Storm Damages Research Center

Buckeye Farm Beat

A weather system that spawned tornado damage across the state on Thursday wrecked havoc on the Ohio Agricultural Research and Development Center.

Published on: September 17, 2010

Pictures were taken by Ken Chamberllain, OSU Extension.

Major damage was done to the Ohio Agricultural Research and Development Center in Wooster Thursday when a tornado tore a path of destruction through the campus of the facility. The center’s Research Services building, which houses the administrators, was the first to be hit as the storm touched down just after crossing the east side of State Route 83.

Bill Ravlin, associate director of OARDC, was about to leave his office after work at 5:30 when the building was hit. “As I started out my door the south end of the building seemed to explode sending rain and debris down the hallway. I couldn’t push the door open because of the pressure change. So I went back to the office and had a front row seat as cars were flipped over and trees were snapped off in front of me.”


Grain bins were smashed and a wagon flipped as the tornado moved eastward across the OARDC campus.

From the administrative building the whirlwind moved to a series of greenhouses containing research projects of all kinds. “The greenhouses were flattened sending tomatoes every direction’’ according to Mauricio Espinoza, communications specialist for the center. Projects from horticulture, crop science and plant pathology were among the experiments being housed in three greenhouses that were destroyed.


Grain bins were smashed and a wagon flipped as the tornado moved eastward across the OARDC campus.

Major damage was then done to the Ag Engineering building about half of which was leveled by the winds. The buildings metal rear structure was torn off and brick and block walls were pulled down. Cars were flipped alongside the building.  


The Agricultural Engineering Building was the worst hit structure sustaining damage to brick and masonry walls.

Next in line was the Rice House and the Stone House, the latter of which is listed on the historic register as home of the original landowners that the center was built on. Damage to the structures includes the roofs being torn off.


Roads around the campus were just being cleared a day after the disaster.

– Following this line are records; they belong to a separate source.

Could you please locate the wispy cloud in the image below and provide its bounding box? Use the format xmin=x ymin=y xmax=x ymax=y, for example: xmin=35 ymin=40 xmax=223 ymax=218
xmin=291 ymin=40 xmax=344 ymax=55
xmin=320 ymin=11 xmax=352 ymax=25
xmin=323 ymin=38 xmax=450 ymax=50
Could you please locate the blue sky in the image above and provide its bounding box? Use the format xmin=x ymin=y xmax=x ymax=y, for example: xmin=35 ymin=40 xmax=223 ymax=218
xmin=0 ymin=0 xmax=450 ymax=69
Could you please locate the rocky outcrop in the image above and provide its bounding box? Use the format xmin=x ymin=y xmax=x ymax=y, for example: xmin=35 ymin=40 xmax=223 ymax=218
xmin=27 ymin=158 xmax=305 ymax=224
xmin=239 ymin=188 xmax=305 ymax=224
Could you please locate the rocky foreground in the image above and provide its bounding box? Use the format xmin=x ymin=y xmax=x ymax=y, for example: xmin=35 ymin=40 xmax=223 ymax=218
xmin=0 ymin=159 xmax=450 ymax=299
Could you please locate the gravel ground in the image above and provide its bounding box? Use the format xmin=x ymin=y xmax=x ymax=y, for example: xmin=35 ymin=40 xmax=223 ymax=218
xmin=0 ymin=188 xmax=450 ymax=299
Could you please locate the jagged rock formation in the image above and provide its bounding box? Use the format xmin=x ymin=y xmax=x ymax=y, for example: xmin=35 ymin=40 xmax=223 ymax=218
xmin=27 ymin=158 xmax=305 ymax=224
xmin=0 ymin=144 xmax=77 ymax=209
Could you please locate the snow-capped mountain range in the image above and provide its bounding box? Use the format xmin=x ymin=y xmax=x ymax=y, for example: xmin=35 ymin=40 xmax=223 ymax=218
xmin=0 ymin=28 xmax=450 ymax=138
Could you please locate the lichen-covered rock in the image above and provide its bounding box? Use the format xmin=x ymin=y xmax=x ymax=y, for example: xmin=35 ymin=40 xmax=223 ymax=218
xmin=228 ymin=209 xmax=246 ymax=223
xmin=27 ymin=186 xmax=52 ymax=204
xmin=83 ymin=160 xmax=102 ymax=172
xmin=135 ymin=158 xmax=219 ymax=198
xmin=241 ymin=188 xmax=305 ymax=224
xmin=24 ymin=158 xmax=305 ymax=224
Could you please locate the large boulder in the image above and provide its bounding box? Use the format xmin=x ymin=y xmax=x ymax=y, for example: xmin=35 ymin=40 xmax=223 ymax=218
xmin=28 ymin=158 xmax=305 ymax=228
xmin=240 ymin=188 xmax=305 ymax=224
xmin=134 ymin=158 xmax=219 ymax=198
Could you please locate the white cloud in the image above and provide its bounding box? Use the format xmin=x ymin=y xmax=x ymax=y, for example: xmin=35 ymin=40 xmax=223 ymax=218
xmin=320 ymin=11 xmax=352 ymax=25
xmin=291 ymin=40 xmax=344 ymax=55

After flattening an old barn used by facility services and maintenance, the storm took aim at the renowned Secrest Arboretum. “It looks like somebody came with a big axe and just chopped the tops off all the trees,” reports Espinoza. “They were just snapped in half like match sticks.”


The Rice House was one of two historic structures damaged by the tornado.

Further damage was also done to the quasar biodigester’s membrane covering that gathers the methane produced in the building.


Damage assessment from the storm was still undetermined. 

However, none of the center’s 400 employees were injured, Ravlin reports. “Many of our scientists have years of work tied up in projects that may be lost, but we are fortunate that it hit at a time when most people had left for the day.

At this writing roads were still being cleared so a better assessment of the damage could be made.

In other storm news, the Farm Science Review Site suffered much less severe damage as tents were torn down by the system. However, Matt Sullivan, assistant manager of the show says things will be cleaned up and ready to go when the show opens next Tuesday.